Once, the right painted visions of cakewalks, of jubilant Iraqis welcoming their own conquest, of blossoming secular pro-Western democracy. Now that mirage has dissipated. Following President George W. Bush’s press conference last Tuesday, neocon Bill Kristol told the Los Angeles Times, “I was depressed.” The publisher of the Weekly Standard freely conceded that for those Americans who were “doubtful or worried,” Bush failed to close the sale. “He didn’t explain how we are going to win there.”
So what do the neocons do now? Their optimistic vision of Iraq as the first domino to fall in their favor may have failed, but they are never at a loss for words. So they have a new line. Instead of offering us carrots, they’re threatening us with sticks. OK, they seem to be saying, there’s not much upside, but look at the downside.
“The consequences of failure in Iraq would be unthinkable,” the president told the nation on Tuesday night. To sum up the hawks’ arguments, if we leave Iraq we will have:
1) Instability and maybe civil war.
2) Encouragement to terrorists. Bush says that our “will is being tested” in this series of “Black Hawk Down”-like horrors. And if we flunk this test, the “Somalia syndrome” awaits.
3) Loss of prestige and influence in the Arab world and beyond. As Osama bin Laden said in November 2001, the U.S. is the “weak horse” in this race, so others will be looking to the stronger horse.
4) Loss of the ability to use or threaten force elsewhere. We’ll be paper-tigerized.
5) A nourishing of future violence. “We must fight them in the Middle East,” say the hawks, “so we don’t have to fight them in Middle America.”
Columnist Mona Charen is one of many neoconservatives urging fortitude. She quotes James Burnham: “Where there’s no alternative, there’s no problem.” Then she explains further: “The work of transforming the Middle East is going to be messy and difficult. But there is no alternative.”
Burnham, of course, holds a sainted place in the hearts of the neocons, because back in the ’50s he was one of the first Trotskyites to become a “rollback of communism”-type conservative. So citing Burnham is a way of recalling the days when the Gen. Patton right wanted “regime change” in Moscow.
But what the neocons don’t want you to notice is this: Those same disasters will befall us if we stay in Iraq.
In other words, if we remain in Iraq we will have:
1) Instability and maybe even civil war.
2) Encouragement to terrorists. Actually, we’re recruiting them for the other side. President Hosni Mubarak of Egypt has estimated that our post-Saddam “harvest” will be “a hundred bin Ladens.”
3) Loss of prestige and influence in the Arab world and beyond. According to last month’s Pew Research Center international opinion survey, “Discontent with America and its policies has intensified rather than diminished … the war in Iraq has undermined America’s credibility abroad.” Here’s the view from key countries: By a 46-37 margin, Moroccans think that Iraq will be worse off post-Operation Iraqi Freedom; the “worse off” margin is 45 points in Jordan and 53 points in Pakistan.

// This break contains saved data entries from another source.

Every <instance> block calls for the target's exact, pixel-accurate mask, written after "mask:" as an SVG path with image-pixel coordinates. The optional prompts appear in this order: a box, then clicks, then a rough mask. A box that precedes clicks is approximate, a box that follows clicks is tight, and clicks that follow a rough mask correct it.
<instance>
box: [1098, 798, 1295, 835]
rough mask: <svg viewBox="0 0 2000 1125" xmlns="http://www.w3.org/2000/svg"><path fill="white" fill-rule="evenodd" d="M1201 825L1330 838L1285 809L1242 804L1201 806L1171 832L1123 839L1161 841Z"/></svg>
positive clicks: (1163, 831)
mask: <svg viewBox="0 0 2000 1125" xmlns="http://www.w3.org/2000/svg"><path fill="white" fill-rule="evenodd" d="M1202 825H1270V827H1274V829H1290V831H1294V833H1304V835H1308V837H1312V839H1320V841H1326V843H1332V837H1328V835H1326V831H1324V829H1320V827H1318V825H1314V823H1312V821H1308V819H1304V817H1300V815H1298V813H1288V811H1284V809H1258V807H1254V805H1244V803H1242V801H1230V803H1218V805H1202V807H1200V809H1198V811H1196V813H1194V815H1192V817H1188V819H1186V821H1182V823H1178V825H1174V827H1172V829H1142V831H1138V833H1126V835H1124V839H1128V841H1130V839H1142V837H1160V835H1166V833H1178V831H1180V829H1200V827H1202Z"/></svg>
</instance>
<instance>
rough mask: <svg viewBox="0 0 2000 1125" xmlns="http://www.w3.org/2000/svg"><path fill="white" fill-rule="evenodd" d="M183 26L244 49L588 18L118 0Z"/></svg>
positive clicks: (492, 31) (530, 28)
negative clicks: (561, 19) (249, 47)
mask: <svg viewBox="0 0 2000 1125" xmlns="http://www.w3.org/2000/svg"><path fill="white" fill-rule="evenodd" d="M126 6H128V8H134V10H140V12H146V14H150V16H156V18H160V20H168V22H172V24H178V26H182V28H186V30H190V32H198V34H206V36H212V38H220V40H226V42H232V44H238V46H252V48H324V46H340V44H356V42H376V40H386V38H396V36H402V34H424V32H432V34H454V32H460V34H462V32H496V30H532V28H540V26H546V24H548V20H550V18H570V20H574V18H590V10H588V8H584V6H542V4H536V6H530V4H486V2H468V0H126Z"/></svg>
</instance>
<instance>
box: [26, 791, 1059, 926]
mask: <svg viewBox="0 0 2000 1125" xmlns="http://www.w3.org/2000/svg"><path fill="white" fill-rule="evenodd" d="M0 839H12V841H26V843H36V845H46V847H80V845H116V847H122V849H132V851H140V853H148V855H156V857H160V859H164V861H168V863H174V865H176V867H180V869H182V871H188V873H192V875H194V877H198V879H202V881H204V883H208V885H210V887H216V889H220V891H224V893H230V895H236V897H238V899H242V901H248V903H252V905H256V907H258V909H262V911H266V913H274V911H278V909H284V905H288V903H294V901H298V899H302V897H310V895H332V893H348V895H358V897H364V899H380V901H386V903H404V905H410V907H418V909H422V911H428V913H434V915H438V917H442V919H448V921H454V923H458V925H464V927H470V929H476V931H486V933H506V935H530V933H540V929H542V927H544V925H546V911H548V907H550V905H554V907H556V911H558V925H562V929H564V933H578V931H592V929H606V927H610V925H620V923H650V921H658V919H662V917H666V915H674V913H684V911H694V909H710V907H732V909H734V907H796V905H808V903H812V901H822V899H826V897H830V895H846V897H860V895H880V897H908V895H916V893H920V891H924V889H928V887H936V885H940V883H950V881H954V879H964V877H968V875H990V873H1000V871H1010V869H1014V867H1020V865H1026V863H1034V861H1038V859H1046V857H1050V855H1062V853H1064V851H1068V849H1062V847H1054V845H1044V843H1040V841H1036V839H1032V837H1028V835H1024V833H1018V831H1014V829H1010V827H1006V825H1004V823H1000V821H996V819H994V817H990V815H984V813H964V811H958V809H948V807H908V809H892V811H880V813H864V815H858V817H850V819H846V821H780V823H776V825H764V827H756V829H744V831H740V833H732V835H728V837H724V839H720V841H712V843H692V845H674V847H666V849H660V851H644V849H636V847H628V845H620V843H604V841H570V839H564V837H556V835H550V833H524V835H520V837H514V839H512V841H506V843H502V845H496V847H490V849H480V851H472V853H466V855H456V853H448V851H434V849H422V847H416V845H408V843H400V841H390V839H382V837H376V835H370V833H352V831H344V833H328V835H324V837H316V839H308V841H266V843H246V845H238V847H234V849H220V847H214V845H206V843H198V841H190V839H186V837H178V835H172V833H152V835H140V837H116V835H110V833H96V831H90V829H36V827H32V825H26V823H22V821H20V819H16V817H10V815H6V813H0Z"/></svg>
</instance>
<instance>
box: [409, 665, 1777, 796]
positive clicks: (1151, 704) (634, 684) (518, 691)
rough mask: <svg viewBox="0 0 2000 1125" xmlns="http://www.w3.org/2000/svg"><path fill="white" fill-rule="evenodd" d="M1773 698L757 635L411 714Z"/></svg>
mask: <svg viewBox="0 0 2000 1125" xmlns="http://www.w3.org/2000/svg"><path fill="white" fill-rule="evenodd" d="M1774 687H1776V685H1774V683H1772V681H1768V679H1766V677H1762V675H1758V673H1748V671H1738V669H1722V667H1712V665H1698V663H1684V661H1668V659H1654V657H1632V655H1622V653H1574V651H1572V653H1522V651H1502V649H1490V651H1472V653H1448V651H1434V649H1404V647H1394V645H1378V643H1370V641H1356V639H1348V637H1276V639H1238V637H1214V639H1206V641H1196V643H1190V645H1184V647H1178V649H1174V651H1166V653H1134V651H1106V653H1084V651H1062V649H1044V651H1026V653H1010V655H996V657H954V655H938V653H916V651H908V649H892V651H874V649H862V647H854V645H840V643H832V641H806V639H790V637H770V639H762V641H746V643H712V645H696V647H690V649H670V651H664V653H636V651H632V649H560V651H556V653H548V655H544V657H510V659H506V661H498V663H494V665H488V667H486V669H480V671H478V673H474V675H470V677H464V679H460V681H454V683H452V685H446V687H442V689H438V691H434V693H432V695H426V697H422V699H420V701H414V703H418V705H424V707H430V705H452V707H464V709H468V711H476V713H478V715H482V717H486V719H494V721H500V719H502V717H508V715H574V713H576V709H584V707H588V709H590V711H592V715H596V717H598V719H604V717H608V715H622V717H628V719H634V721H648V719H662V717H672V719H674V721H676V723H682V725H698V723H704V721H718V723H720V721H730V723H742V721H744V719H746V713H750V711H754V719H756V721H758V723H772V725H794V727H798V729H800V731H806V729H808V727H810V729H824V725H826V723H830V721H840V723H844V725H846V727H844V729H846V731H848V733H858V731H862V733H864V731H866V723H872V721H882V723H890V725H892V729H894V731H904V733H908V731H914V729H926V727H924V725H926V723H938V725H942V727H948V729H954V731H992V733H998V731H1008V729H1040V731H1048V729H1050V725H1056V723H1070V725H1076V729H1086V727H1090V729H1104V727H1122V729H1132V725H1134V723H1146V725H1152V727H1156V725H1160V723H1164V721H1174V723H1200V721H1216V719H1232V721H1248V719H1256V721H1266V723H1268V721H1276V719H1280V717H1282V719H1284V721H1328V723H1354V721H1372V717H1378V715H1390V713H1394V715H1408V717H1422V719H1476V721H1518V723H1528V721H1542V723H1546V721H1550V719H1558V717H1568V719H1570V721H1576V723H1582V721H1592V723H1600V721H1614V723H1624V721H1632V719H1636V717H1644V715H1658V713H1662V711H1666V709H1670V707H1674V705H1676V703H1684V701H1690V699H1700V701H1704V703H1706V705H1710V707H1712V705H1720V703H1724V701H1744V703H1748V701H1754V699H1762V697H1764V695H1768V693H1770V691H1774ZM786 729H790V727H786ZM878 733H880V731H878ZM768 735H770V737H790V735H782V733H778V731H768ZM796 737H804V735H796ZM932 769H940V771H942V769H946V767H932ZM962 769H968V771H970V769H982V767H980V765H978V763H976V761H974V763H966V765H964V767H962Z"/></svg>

4) Loss of the ability to use or threaten force. As retired four-star Gen. Barry McCaffrey told Time magazine, “There are no more U.S. troops to send to Iraq” — without a draft, that is. So we don’t hear the White House saying much about the rest of the “axis of evil” anymore, because the North Koreans and Iranians know that the U.S. can’t attack when it’s mired in Mesopotamian quicksand. Meanwhile, North Korea is reported to be showing off at least three of its nuclear weapons.
5) A nourishing of future violence. Those who don’t have a TV to see the gates of hell opening in Iraq might contemplate these additional numbers from the Pew Center: By a 46-36 margin, Pakistanis support suicide bombings against Americans and other Westerners in Iraq. In Morocco, suicide-bomber proponents outpolled opponents 66-to-27. And in Jordan, 70-to-24.
So it’s damned if we stay, damned if we go. And one more thing: damned if we question. If the 9/11 commissioners ask too many questions, they’re accused of playing a partisan blame game. Even White House correspondents, who are paid to ask questions, are liable to get whacked, too — in some cases, by other journalists. Pressies are piranha-ing the president in their “second-guessing eased by hindsight,” snipes Joseph Curl of the Washington Times. For Curl, reportorial questions seem not only annoying, but tedious: “False premises. Errors in judgment … Mistakes, mistakes, mistakes.” So much for speaking truth to power.
Another group that shouldn’t be questioning is the widows of those who were killed on 9/11. “This spectacle of the widows, awash in their sense of victims’ entitlement, as they press ahead with ever more strident claims about the way the government failed them,” is appalling to Dorothy Rabinowitz of the Wall Street Journal, so she wrote a takedown of them on Thursday.
The Iraq war was the neocons’ baby, so it’s not surprising that they still love it. But the rest of us should ask: Who got us into this lose-lose situation? James Burnham was wrong: Where there’s no alternative, there is indeed a problem — and it’s a big one.